Parece que a história se repete em 2019. É dezembro, ela é uma enfermeira, ele é um produtor de vídeos do canal YouTube. Moram em Wuhan, na China. Aqui o duelo não é entre duas famílias que buscam prestígio, nem é uma história de um amor proibido. Vamos deixar isso acontecer somente nos livros, pois na China, uma linda história de amor é interrompida por um mal improvável: um vírus. 

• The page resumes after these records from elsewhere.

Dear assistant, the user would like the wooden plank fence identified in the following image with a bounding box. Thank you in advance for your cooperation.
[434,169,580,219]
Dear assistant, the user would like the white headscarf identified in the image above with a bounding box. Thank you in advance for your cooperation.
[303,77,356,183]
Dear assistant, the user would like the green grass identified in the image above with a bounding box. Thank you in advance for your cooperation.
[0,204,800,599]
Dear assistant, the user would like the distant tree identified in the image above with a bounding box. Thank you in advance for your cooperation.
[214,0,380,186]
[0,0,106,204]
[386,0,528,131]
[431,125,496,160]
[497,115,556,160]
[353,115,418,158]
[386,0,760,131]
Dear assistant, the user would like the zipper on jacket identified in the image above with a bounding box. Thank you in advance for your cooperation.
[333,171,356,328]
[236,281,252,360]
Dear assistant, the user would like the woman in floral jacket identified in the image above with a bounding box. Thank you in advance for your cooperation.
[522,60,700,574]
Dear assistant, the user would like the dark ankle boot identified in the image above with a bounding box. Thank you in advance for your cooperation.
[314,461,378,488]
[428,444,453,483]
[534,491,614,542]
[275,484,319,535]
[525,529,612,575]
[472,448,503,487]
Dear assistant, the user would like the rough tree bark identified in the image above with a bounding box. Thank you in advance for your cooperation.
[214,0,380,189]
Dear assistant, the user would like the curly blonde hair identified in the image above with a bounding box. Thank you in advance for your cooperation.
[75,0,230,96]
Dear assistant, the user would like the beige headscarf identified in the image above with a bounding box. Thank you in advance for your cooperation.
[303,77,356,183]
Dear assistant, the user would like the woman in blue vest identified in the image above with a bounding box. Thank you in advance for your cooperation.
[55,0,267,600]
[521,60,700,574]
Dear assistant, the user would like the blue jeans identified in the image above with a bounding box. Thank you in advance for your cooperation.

O mundo começou a viver sobre a ameaça de uma nova doença que está se alastrando de maneira assustadora. Na Europa, países contabilizam 2.000 novos casos confirmados a cada 24 horas. Identificado como COVID-19, o coronavírus está realizando o sonho de muitos brasileiros, ou melhor, não traz nenhuma novidade a nós. O tão antigo novo vírus não está afetando nossas rotinas fraternais, relacionais, de convivências saudáveis e familiares. Devemos evitar sair de casa; evitar aglomerações; evitar contato com as pessoas; evitar cumprimentar; evitar abraços, carinhos, proximidade; evitar tocar nas pessoas; evitar reuniões para comemorar, celebrar, brincar... não parece novidade, não é mesmo? 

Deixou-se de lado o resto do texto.